Church Pharmacy designer remembered in new book
FORGOTTEN Bundaberg architect P.O.E. Hawkes will be remembered forever in a new book.
Hawkes was based in Bundaberg between 1910 and 1913 before moving to Kingaroy and then Maryborough.
His architectural creativity can be seen around the Bundaberg CBD including the Linden Clinic building, the Bundaberg Freemason's Hall and the Church Pharmacy building which was recently destroyed by fire.
Despite his architectural brilliance and the abundance of his interesting designs, Hawkes is largely forgotten and unknown.
Deputy chairperson of the Queensland Heritage Council, George Seymour, wants to change this and has written a new book about Hawkes' life and his architectural legacy.
Mr Seymour said that Hawkes played a vitally important role in Bundaberg's growth and was very active in the community, serving on many committees.
"Hawkes worked in many places including Wagga Wagga, Perth, Launceston, Melbourne, Brisbane, Bundaberg and Kingaroy, and eventually settled in Maryborough, he was responsible for many landmark buildings across Central Queensland,” Mr Seymour said.
As well as designing residences, hotels, shops, offices, churches, halls and banks he also designed war memorials.
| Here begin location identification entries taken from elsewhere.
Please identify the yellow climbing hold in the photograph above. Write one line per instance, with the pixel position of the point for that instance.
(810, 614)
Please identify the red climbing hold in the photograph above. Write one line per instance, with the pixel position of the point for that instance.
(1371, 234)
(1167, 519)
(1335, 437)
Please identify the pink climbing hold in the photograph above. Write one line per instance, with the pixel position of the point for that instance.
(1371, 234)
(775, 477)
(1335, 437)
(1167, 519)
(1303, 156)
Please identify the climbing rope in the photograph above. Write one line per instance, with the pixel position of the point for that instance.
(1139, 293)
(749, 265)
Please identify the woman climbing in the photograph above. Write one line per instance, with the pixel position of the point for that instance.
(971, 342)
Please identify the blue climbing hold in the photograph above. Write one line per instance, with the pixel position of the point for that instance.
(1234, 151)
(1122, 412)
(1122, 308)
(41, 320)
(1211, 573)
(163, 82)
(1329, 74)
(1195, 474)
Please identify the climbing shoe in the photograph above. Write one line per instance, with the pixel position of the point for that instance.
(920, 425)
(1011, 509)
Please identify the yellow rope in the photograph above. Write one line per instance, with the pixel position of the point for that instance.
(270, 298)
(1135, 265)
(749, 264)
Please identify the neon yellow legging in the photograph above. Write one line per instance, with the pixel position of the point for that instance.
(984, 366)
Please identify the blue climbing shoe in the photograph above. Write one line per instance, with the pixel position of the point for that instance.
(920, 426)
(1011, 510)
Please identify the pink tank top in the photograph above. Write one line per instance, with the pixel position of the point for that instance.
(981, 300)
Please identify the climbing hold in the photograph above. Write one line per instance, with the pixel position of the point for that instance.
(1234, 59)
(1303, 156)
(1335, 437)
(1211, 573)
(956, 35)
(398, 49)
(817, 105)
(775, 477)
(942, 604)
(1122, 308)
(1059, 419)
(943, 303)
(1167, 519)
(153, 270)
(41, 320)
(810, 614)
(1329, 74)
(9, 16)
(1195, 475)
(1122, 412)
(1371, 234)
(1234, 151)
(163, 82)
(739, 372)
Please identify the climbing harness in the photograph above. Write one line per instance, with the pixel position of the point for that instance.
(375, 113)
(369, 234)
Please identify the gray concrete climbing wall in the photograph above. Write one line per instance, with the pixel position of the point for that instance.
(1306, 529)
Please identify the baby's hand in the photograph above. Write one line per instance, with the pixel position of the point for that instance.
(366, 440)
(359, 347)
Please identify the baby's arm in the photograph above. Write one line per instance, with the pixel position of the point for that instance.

A number of his buildings are now recognised on the Queensland Heritage Register.
"Hawkes led an extraordinarily interesting life, designing structures large and small and he always sought to contribute to the community in any way he could,” Mr Seymour said.
The book will be launched at the Bundaberg Library on Tuesday 12 September at 10am.
The launch will include a presentation on the architectural legacy of Hawkes and copies of the book for sale.